High winds are making life difficult for the crews that are on the job at Parque Nacional Chirripó. And there are four other similar fires in the country.
In San José fire fighters are tackling a series of fires in lots that have the potential to damage adjacent property.
The boats in Puntarenas were shrimpers. The blaze started about 1:30.p.m. Tuesday, according to the Cuerpo de Bomberos. A spark from a welding torch ignited flammable residue on the deck of one boat, a report said.
Two boats, one 60 feet and one 40 feet were destroyed while a 20-foot boat suffered damage. This was the seventh blaze this year caused by welding, said the fire agency. That is 7 percent of all fires, a report said.

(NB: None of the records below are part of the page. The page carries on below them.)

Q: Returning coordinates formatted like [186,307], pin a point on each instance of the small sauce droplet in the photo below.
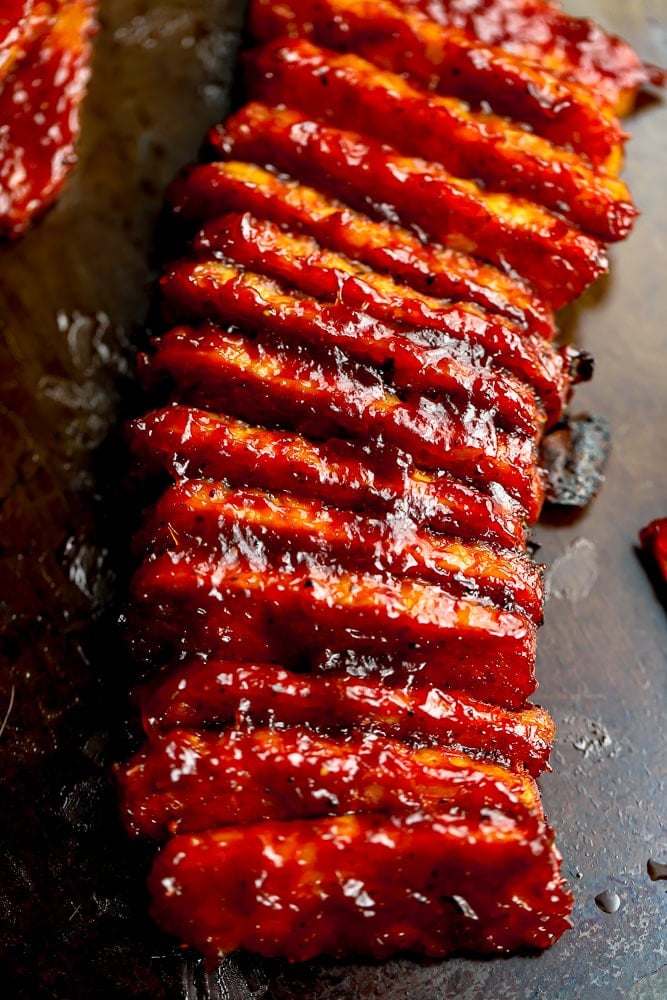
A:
[656,870]
[607,901]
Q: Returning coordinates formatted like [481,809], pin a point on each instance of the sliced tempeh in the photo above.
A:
[40,114]
[217,692]
[185,441]
[354,311]
[253,379]
[353,94]
[189,602]
[206,190]
[185,781]
[573,47]
[365,885]
[264,527]
[468,334]
[507,231]
[449,61]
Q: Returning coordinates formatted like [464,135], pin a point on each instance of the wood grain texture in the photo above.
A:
[71,889]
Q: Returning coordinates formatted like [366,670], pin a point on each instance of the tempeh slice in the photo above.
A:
[354,312]
[465,335]
[185,441]
[40,115]
[206,190]
[367,885]
[185,601]
[353,94]
[186,781]
[449,61]
[213,692]
[265,527]
[573,47]
[277,385]
[504,230]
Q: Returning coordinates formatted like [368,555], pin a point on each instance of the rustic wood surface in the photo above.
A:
[72,296]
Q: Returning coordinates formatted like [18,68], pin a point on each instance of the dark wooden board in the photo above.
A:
[72,904]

The main job of fire fighting crews in Chirripó now is to make sure the fire does not spread beyond a three-meter fire break. Officials also said they were worried about the physical condition of some of the crew members because they have been on the fire line for more than a week in the rugged national park.
In all, there have been 63 blazes in wooded areas since Jan. 1, the fire agency said. The blazes involved 1,340 hectares (about 3,300 acres), the fire agency said. The Chirripó blaze covers about 150 hectares or 370 acres.

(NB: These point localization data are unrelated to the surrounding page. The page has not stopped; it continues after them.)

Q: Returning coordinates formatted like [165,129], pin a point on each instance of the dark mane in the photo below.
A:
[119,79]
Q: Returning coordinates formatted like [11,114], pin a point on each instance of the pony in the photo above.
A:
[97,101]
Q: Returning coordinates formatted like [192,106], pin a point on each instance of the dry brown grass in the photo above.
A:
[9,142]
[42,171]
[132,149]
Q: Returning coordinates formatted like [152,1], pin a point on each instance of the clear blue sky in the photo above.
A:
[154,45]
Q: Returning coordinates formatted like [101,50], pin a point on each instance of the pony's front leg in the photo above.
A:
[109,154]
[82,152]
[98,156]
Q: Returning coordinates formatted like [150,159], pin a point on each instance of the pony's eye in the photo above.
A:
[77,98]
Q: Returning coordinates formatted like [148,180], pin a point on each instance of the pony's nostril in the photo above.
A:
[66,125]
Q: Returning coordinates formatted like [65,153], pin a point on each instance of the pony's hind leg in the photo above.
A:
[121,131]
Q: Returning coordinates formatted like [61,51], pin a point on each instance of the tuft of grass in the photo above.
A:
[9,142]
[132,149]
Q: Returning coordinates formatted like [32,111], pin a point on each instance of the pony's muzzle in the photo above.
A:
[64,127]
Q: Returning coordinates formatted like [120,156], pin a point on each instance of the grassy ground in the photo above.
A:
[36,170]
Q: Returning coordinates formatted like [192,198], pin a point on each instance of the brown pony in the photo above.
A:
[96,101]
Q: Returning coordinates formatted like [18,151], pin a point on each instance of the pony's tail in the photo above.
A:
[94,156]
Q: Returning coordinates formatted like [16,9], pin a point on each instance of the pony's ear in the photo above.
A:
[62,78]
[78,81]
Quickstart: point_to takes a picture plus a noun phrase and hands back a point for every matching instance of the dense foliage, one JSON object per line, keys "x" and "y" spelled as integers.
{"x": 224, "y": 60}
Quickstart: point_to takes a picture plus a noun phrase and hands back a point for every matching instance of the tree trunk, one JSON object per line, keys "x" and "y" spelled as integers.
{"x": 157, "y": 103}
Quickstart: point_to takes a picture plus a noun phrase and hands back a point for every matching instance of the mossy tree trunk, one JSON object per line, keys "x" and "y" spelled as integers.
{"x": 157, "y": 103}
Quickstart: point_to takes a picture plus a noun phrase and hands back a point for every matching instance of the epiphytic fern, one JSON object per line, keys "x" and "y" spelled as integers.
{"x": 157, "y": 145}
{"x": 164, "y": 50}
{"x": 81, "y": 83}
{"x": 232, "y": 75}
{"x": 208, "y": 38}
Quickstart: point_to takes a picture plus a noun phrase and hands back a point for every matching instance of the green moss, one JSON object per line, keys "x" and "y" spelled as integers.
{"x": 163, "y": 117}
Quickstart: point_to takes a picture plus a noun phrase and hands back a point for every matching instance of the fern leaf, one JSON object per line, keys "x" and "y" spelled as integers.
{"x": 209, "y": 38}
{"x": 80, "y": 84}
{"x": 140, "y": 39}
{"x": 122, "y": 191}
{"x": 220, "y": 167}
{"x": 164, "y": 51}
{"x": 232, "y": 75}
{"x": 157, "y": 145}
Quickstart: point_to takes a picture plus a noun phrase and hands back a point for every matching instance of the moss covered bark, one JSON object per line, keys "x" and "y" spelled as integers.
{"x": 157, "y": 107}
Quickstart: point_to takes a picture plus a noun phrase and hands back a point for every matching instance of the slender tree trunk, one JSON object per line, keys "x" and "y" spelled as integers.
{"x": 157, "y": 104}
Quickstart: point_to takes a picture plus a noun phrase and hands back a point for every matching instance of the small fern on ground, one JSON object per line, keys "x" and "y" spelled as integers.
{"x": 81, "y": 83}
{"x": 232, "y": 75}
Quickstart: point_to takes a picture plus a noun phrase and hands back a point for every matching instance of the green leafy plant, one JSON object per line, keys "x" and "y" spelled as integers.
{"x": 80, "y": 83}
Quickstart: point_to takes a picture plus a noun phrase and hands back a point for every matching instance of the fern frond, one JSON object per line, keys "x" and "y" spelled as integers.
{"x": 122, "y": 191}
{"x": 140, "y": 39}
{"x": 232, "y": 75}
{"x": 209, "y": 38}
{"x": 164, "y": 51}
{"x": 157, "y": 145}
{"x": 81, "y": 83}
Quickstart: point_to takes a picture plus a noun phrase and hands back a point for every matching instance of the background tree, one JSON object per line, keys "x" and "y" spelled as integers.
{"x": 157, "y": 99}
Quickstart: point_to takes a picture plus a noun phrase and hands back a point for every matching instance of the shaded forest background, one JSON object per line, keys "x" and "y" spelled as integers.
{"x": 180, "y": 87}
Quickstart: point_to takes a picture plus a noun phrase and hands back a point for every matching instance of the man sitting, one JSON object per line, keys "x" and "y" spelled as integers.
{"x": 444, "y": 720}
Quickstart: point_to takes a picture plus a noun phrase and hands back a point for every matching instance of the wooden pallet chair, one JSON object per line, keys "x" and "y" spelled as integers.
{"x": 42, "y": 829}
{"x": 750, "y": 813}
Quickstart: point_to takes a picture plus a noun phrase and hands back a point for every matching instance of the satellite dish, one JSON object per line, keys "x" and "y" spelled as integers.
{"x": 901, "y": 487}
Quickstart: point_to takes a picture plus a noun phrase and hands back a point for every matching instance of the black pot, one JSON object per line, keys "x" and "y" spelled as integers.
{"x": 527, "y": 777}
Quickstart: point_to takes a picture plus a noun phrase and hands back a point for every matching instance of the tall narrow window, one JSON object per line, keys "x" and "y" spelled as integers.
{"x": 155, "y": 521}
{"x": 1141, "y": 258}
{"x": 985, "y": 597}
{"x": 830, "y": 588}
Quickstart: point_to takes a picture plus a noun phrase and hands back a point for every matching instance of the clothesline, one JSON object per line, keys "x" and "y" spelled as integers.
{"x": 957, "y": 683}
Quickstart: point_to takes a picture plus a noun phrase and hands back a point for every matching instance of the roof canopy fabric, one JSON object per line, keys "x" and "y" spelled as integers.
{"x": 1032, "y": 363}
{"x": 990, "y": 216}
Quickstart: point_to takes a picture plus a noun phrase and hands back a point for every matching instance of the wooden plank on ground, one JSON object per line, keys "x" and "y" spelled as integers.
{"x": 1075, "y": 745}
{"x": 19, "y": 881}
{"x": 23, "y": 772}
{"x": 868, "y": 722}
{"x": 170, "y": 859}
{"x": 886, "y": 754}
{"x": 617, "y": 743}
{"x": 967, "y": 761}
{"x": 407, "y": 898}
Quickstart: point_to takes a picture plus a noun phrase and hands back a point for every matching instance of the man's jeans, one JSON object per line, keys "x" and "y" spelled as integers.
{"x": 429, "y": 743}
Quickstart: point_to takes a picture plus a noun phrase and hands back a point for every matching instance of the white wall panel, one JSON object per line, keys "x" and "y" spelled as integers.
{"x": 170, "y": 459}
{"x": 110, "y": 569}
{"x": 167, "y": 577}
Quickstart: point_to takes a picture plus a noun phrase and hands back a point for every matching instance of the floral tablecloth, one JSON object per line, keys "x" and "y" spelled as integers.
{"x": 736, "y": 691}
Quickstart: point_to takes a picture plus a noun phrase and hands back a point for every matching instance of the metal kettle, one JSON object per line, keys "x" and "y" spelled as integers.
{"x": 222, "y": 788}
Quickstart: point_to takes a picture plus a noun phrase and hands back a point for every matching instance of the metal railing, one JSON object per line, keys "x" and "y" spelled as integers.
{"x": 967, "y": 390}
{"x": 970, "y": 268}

Major brush blazes also are reported in La Roca, Puntarenas, in Las Juntas, Guanacaste, La Cieba, Orotina, and Agua Buenas, Acosta.
Large white smoke spread through San José Tuesday afternoon as an empty lot caught fire in the south part of the district. The lot was located in Barrio San Cayetano along Calle 7 perpendicular to a bridge over the Rio Cañas.

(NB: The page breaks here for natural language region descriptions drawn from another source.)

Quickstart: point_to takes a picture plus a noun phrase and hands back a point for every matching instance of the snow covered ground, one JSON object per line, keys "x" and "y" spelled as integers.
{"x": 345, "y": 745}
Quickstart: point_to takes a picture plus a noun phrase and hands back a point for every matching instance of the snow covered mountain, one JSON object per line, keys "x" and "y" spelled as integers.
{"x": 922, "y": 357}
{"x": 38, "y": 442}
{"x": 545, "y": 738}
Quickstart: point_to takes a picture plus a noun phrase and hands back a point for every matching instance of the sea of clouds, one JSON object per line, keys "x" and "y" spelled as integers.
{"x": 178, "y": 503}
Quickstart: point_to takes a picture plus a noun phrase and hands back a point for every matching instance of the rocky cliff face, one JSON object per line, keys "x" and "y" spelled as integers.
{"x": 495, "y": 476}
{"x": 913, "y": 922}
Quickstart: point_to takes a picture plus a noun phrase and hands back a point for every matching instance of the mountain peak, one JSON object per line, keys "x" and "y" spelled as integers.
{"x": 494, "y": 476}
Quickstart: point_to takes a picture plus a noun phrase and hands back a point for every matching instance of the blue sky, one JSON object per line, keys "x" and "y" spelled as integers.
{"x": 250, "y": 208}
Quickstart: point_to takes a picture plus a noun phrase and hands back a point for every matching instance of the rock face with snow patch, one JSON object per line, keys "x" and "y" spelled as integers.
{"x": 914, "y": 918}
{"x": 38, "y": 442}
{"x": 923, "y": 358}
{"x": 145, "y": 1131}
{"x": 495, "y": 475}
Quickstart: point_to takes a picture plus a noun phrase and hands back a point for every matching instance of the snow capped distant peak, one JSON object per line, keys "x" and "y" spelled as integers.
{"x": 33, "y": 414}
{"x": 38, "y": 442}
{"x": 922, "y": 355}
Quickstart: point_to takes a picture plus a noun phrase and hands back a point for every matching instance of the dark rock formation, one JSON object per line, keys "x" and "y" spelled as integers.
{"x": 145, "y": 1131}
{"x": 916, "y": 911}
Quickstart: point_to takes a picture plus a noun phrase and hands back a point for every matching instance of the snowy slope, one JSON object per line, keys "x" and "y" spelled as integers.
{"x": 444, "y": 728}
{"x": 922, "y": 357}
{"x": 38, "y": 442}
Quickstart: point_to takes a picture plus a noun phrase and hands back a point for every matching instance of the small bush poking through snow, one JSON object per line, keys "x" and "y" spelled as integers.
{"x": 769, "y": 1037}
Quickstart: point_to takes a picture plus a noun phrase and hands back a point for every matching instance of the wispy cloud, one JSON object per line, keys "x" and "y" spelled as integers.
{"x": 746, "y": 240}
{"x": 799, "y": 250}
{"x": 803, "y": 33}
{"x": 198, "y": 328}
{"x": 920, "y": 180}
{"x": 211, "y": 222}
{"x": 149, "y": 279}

Three fire fighters from the Barrio Luján station put out the fire in an hour. That includes the time of a trip Capt. Rafael Alcazar had to make with a fire truck to refill the tank.
Alcazar calculated the lot measured approximately 10,000 square meters (more than 100,000 square feet) and about 200 meters (about 2,150 square feet) were burned. The blaze crawled down the bank of the river. There was no evidence of arson. But the fire captain did say because there is a lot of trash on the lot, it is possible the fire ignited with a piece of broken glass that focused the sun on flammable material.
According to Alcazar this is the dry season when the agency receives a lot of calls for fires on lots. He said there have been a few this year in San José, but all minor. He said the area with the biggest problem is in La Carpio in La Uruca since it is harder to stop the fires and to get there.